Untuk membangun bandara di Buleleng ada dua investor yang direkomendasikan ke pusat untuk melakukan pra-feasibility study (studi kelayakan), yakni Airport Kenesis Counsulting (AKC) Kanada dan PT Pembangunan Bali Mandiri (PBM). ACK akan membangun bandara itu di atas laut.

Adapun PT PBM akan membangun di darat. Menurut Pastika, rencana pembangunan bandara itu hanya menunggu keputusan Menteri Perhubungan untuk menentukan investor yang mengerjakan bandara itu, juga izin penentuan lokasi (penlok).

Ia tak sependapat jika izin penlok itu belum turun karena belum ada titik temu antara kedua investor tersebut. Menurut Pastika, seharusnya Menhub meminta kedua investor itu untuk presentasi, lalu memutuskan untuk memilih salah satunya.

"Tinggal mereka presentasi. Undang ahli, kasih penilaian, lalu putuskan salah satunya," tegasnya. Menhub, kata Pastika, seharusnya menyampaikan alasannya belum keluarkan penlok tersebut, termasuk syarat-syarat yang harus dipenuhi investor.
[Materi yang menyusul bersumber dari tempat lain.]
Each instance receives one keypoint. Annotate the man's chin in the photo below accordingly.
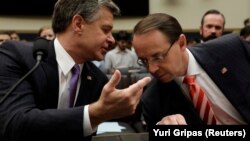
(211, 37)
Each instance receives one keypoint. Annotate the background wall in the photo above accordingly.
(188, 12)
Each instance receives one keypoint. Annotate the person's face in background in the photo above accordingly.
(15, 36)
(213, 27)
(123, 44)
(47, 33)
(165, 60)
(4, 37)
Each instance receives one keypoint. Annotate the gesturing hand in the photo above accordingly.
(114, 103)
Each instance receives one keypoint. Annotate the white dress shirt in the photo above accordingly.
(65, 63)
(224, 111)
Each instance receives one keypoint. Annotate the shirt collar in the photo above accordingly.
(193, 68)
(64, 60)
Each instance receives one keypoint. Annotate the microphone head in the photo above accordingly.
(40, 48)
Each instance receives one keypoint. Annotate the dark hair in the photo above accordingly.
(122, 35)
(246, 21)
(245, 31)
(162, 22)
(65, 10)
(213, 11)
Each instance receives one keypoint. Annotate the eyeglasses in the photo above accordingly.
(157, 58)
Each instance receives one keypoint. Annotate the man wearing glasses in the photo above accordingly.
(220, 93)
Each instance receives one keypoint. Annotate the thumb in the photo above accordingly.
(115, 79)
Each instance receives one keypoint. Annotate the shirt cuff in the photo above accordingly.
(88, 130)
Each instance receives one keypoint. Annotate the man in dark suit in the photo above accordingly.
(39, 108)
(220, 66)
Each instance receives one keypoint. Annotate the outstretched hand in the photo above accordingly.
(116, 103)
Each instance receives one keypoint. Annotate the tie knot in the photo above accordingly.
(189, 79)
(76, 69)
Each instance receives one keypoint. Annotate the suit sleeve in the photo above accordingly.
(20, 117)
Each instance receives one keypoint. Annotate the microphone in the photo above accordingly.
(40, 52)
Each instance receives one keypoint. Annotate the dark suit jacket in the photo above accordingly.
(229, 51)
(31, 110)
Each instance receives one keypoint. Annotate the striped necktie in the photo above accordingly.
(200, 100)
(73, 84)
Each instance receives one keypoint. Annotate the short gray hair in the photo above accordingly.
(65, 10)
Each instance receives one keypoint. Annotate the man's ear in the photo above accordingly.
(182, 41)
(78, 23)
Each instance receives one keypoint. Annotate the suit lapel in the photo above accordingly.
(87, 86)
(225, 63)
(51, 71)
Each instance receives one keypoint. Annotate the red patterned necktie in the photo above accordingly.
(200, 100)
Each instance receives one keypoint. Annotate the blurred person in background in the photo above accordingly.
(212, 25)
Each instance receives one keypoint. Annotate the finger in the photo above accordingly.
(181, 120)
(115, 79)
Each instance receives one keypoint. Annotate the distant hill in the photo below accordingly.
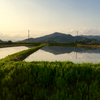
(97, 37)
(54, 38)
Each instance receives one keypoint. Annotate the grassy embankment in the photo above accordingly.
(49, 81)
(22, 54)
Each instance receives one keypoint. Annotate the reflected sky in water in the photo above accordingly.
(76, 55)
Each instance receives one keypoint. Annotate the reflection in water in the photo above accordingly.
(76, 55)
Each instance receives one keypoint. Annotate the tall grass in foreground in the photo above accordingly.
(49, 81)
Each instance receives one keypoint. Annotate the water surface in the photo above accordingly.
(76, 55)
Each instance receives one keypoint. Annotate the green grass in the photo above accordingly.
(43, 80)
(49, 81)
(22, 54)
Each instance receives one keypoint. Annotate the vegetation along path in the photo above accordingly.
(19, 56)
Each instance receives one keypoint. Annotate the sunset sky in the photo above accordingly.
(43, 17)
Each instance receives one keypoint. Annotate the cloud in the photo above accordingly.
(21, 35)
(86, 31)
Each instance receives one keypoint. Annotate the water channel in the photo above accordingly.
(76, 55)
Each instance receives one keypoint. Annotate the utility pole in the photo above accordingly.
(28, 35)
(77, 36)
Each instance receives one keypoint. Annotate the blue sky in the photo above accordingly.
(43, 17)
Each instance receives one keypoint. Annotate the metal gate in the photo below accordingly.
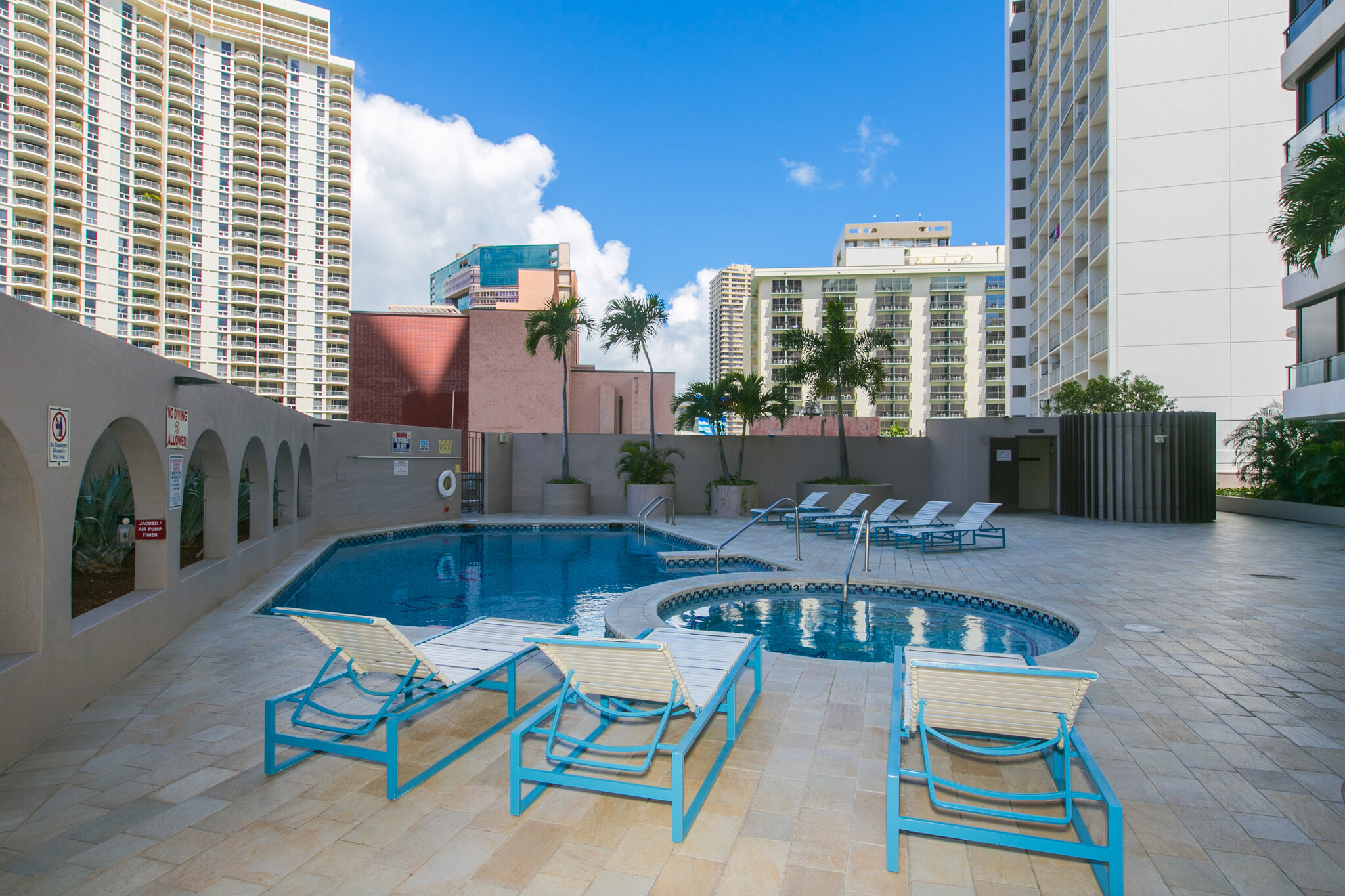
(474, 473)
Dengan adanya izin Penlok itu barulah investor melakukan Feasiblility Study (FS). Jika FS itu memenuhi syarat, barulah Menhub menerbitkan izin pelaksanaaannya.

"Harus ada izin Penlok dulu baru melakukan FS, membuat Amdal-nya. Kalau belum ditentukan lokasinya, bagaimana bisa membuat Amdal-nya," kata Pastika.